Two bodies, later identified as Bond and Stapley, had been gagged and executed by gunshots to the head. Police also found a hand-drawn "treasure map", leading them to two buried five-gallon buckets. One contained an assortment of ID papers and personal possessions, suggesting that the total victim count could be as high as 25. In the other were Lake's handwritten journals for the years 1983 and 1984, and two videotapes documenting their torture of Brenda O'Connor and Deborah Dubs. In one of the tapes, Ng is seen telling O'Connor, "You can cry and stuff, like the rest of them, but it won't do any good. We are pretty ... cold-hearted, so to speak." In the other, Dubs is shown being assaulted so severely that she "could not have survived".
Lake's wife, Claralyn Balazs, cooperated with investigators and received legal immunity from prosecution. Court records stated that Balazs turned over weapons and other material to authorities during the investigation. Balazs was called as a key witness in Ng's trial in 1999. Yet in a surprise move, Ng's lawyer, William Kelley, dismissed Balazs without asking any questions. Kelley later declined to explain his actions. Balazs was on the witness stand for a few minutes as Kelley read sections of her immunity agreement. Balazs was expected to shed light on what happened inside the mountain cabin that her parents owned.

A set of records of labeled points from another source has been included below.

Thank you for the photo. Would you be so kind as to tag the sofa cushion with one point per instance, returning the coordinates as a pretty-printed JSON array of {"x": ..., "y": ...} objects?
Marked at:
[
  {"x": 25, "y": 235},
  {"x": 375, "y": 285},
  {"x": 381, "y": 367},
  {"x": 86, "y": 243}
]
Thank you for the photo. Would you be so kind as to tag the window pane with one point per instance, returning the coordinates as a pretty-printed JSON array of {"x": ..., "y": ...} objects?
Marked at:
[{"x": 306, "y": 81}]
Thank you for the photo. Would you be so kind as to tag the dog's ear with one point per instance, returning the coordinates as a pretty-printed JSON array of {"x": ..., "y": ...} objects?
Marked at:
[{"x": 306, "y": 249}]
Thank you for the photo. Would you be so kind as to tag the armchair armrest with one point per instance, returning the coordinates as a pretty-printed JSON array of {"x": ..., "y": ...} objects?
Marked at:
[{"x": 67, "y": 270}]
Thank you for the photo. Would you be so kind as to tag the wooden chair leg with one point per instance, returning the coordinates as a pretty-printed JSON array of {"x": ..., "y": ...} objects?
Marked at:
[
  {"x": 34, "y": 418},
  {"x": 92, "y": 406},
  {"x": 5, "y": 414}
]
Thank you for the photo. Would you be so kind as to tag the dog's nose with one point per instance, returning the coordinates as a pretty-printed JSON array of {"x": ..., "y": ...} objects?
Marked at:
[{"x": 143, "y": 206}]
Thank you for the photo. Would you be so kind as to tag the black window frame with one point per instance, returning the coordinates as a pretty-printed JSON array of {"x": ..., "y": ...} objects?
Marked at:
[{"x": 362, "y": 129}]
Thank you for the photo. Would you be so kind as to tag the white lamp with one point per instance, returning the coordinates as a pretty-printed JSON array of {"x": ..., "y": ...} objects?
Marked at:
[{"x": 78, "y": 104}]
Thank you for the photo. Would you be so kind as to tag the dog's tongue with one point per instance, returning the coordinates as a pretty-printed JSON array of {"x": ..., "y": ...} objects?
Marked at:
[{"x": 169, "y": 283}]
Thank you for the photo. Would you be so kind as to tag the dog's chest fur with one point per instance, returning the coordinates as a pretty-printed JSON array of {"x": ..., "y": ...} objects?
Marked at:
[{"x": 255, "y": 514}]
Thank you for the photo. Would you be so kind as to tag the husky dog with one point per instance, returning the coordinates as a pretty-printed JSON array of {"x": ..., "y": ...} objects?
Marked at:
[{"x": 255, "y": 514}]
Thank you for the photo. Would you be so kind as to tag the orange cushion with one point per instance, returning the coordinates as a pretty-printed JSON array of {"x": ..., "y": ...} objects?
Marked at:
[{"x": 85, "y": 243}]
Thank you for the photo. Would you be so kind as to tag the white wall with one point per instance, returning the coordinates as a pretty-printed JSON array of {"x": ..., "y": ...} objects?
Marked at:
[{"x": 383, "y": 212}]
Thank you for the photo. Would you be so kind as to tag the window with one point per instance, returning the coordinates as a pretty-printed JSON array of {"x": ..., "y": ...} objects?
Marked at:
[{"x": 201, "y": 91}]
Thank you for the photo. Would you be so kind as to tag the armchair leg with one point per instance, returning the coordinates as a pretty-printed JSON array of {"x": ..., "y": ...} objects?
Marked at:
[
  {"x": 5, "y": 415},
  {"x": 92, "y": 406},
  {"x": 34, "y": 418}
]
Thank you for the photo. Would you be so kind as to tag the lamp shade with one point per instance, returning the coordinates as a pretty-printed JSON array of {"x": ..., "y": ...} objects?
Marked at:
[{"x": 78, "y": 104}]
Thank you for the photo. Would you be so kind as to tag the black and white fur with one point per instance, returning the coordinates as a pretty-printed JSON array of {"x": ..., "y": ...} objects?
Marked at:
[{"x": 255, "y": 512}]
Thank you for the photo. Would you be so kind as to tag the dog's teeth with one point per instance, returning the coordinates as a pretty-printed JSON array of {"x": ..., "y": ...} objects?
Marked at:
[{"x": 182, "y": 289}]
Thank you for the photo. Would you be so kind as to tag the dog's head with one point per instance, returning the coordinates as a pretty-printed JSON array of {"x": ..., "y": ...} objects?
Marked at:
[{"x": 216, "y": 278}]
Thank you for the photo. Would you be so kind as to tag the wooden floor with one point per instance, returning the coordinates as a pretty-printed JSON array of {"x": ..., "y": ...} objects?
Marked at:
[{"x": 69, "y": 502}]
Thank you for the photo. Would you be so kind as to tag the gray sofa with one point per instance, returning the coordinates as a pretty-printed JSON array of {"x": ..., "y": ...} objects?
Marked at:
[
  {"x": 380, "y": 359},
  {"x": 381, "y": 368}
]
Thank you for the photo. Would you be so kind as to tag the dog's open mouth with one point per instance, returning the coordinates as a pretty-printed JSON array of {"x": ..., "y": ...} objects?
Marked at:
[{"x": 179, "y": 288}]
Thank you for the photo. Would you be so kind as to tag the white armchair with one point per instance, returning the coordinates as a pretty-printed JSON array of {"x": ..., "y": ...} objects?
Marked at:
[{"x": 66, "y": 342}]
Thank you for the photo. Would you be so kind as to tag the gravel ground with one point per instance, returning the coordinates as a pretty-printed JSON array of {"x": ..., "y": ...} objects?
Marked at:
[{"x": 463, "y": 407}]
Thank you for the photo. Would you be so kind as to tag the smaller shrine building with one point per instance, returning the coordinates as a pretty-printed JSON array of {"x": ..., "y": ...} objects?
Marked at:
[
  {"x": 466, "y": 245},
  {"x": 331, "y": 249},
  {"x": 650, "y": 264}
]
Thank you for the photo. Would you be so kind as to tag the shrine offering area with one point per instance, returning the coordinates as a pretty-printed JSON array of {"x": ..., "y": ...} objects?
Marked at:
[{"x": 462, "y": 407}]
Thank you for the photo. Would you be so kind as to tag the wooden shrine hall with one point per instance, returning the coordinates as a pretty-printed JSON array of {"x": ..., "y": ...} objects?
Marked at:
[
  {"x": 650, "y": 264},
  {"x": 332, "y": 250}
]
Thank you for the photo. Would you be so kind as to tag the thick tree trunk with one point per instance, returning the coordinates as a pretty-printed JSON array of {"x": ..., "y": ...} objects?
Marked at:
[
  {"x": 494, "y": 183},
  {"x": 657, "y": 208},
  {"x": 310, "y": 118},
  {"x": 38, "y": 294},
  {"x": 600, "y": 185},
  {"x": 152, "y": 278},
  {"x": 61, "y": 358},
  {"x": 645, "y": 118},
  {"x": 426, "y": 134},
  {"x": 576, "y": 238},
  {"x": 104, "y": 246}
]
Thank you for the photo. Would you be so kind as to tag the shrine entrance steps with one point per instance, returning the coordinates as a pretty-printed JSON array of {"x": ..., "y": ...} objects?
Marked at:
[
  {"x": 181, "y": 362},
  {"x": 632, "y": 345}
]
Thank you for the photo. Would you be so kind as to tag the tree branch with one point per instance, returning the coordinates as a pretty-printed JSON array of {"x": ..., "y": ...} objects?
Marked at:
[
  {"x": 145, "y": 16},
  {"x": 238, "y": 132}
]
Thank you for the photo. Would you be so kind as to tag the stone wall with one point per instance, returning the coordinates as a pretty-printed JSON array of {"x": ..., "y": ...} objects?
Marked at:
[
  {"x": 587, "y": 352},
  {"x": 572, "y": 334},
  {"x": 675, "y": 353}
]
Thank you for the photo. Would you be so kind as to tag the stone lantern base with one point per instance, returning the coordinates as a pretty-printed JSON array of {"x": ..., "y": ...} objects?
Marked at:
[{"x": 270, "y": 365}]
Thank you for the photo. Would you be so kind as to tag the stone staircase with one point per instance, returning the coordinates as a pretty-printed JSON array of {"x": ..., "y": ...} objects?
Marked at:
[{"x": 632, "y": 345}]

Ng was captured in Canada and eventually extradited to California, where he was indicted on 12 counts of first-degree murder. Despite the video evidence, and the detailed information in Lake's diaries, Ng maintained that he was merely an observer, and that Lake planned and committed all of the kidnaps, rapes, and murders unassisted. In February 1999, Ng was convicted of eleven of the twelve homicides — six men, three women, and two male infants. Jurors deadlocked on the twelfth charge, but Ng was sentenced to death. The presiding judge noted that "Mr. Ng was not under any duress, nor does the evidence support that he was under the domination of Leonard Lake." As of August 2018, official California Department of Corrections and Rehabilitation (CDCR) records show Ng still waits on death row at San Quentin State Prison.